Back to [ʒ] in English: the distribution of this sound is incredibly limited. A great deal of the English words with this sound are just like the ones Bill cites in his post: two syllables, stress on the first syllable, and medial [ʒ] followed by -ure (pronounced as a rhotic vowel [ɚ]). And, with the exception of azure and (for some speakers) leisure, the vowel preceding the [ʒ] is also the same in these words: [ɛ].

As Ran Ari-Gur points out, another bunch of English words with [ʒ] are borrowings from Latin like vision, version, fusion, aspersion: two or three syllables, stress on the second-to-last syllable (which is the first syllable in the two-syllable words), and medial [ʒ] followed by -ion.
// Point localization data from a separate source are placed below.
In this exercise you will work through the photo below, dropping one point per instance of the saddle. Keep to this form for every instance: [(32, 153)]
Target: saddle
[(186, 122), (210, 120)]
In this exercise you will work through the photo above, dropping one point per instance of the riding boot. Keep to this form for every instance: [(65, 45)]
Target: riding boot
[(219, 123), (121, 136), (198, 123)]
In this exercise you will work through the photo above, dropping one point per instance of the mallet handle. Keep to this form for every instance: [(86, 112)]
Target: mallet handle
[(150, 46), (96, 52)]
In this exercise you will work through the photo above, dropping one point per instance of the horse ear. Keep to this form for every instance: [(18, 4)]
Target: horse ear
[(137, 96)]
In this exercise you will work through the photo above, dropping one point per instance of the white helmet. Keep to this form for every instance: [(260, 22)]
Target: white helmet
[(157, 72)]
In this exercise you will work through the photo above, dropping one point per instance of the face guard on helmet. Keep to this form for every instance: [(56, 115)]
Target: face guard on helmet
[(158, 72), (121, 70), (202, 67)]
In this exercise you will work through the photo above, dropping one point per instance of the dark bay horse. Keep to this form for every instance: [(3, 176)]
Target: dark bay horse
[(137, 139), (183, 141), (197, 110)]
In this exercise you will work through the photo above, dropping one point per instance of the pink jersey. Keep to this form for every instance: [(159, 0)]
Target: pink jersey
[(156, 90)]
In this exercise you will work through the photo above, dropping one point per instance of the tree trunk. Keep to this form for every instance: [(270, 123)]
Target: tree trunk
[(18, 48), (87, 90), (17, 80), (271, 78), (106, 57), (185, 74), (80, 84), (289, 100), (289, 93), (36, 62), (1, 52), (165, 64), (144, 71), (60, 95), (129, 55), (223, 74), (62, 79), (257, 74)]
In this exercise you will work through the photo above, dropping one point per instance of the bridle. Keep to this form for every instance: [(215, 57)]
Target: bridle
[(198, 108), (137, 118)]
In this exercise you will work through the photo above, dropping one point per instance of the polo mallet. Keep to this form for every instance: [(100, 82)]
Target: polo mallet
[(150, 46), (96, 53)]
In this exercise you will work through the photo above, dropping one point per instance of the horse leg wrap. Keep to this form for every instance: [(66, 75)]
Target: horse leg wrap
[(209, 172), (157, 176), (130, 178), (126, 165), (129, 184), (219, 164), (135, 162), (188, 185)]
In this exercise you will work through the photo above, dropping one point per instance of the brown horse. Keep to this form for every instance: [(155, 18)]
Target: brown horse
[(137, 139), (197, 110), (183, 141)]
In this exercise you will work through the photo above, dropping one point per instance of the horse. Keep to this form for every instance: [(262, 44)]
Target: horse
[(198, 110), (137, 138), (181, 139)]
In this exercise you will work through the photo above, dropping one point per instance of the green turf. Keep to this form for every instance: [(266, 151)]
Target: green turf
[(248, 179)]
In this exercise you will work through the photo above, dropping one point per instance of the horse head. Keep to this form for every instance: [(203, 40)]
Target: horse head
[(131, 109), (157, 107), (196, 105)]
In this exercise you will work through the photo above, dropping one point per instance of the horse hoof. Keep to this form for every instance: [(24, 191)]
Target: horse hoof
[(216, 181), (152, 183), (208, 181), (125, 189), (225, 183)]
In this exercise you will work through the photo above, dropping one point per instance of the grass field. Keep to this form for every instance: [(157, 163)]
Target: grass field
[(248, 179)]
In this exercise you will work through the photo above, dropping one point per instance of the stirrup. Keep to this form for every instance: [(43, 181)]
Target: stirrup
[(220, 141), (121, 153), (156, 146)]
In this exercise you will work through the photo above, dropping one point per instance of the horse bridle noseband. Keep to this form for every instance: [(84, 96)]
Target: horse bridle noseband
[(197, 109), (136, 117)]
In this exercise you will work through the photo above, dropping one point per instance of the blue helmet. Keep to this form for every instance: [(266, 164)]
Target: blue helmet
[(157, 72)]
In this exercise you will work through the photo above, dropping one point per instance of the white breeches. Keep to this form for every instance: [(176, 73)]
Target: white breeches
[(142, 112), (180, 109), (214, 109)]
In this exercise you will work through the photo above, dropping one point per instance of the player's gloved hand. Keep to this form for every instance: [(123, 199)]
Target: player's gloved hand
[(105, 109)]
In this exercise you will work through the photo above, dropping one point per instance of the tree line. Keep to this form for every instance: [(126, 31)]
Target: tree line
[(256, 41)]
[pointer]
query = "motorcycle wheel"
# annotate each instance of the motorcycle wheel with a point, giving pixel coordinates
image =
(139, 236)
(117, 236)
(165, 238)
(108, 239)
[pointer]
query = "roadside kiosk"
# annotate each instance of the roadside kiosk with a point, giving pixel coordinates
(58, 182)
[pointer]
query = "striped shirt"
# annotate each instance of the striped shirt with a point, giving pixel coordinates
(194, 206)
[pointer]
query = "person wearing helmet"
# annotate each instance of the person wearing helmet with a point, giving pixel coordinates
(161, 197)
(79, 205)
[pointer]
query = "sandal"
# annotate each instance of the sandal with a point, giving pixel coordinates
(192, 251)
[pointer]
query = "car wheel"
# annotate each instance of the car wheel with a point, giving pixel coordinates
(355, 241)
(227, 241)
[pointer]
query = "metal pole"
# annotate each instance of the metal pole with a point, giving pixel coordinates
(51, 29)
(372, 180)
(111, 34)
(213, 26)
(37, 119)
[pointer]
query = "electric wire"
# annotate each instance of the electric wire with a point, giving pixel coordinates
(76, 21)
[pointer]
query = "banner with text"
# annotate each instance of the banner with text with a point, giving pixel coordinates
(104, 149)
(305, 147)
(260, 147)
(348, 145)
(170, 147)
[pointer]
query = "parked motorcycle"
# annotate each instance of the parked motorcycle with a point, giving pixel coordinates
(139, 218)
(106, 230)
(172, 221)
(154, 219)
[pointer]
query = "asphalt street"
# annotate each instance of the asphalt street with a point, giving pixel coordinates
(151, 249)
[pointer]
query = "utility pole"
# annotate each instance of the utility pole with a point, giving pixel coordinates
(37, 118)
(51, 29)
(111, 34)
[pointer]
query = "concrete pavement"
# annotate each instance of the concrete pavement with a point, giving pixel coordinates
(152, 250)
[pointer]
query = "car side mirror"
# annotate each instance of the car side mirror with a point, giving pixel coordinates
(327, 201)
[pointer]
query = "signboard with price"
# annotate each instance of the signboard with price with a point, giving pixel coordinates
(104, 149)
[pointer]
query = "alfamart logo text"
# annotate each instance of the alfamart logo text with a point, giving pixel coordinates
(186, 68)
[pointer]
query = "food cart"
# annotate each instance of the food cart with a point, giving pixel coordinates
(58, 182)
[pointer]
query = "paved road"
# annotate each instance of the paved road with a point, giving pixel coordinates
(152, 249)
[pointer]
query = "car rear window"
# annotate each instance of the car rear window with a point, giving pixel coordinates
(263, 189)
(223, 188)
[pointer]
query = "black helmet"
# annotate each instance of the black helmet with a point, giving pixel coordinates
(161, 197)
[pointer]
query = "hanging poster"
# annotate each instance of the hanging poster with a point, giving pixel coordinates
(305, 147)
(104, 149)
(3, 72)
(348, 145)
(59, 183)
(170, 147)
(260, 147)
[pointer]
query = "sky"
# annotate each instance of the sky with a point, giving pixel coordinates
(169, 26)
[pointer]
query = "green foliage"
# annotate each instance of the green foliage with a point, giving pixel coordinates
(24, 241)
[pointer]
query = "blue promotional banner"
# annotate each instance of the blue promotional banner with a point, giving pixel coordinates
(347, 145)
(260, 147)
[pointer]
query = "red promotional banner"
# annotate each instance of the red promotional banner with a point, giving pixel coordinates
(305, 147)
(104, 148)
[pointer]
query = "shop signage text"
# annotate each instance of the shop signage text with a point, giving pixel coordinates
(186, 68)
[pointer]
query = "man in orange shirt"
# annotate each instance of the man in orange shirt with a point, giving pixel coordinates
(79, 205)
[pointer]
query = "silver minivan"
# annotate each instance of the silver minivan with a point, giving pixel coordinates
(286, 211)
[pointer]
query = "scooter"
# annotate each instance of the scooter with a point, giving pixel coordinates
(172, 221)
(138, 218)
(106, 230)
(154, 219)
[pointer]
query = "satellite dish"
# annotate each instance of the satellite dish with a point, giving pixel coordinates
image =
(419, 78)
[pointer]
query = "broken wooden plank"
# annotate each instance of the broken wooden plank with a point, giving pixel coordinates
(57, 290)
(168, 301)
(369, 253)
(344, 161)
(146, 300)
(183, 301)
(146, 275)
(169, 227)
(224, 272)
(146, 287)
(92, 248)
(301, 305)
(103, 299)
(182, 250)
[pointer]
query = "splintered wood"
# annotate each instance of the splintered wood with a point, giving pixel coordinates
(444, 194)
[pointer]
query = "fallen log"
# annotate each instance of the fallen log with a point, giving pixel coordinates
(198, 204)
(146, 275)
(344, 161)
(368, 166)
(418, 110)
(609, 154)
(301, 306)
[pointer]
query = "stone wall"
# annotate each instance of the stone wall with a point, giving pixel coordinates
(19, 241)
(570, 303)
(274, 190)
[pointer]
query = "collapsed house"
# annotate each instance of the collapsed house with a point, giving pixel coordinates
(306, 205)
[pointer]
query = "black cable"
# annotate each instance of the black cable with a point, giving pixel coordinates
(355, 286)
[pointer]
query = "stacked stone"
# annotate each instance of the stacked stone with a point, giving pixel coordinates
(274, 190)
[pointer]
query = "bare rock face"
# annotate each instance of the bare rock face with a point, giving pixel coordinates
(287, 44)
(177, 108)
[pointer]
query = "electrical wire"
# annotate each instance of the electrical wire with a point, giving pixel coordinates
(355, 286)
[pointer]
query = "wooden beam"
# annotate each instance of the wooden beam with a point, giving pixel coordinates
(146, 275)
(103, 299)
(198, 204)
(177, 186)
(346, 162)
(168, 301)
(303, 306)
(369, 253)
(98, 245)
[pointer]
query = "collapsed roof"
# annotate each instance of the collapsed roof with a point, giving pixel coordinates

Note that more recent borrowings from French, such as genre, rouge, and beige, sound somewhat more exotic. This is likely because they do not conform to the distribution of [ʒ] in the more plentiful, older, and more frequent words that Bill cited. And frequency matters: American English speakers pronounce garage with a final [ʒ] — British English speakers pronounce it with a final [ʤ], to rhyme with marriage — and this puts less frequent words like barrage and mirage that rhyme with garage somewhere in the middle on the exotic-to-normal continuum. (It may also help to make other words with final [ʒ], like rouge and beige, less exotic to speakers like Ran Ari-Gur.)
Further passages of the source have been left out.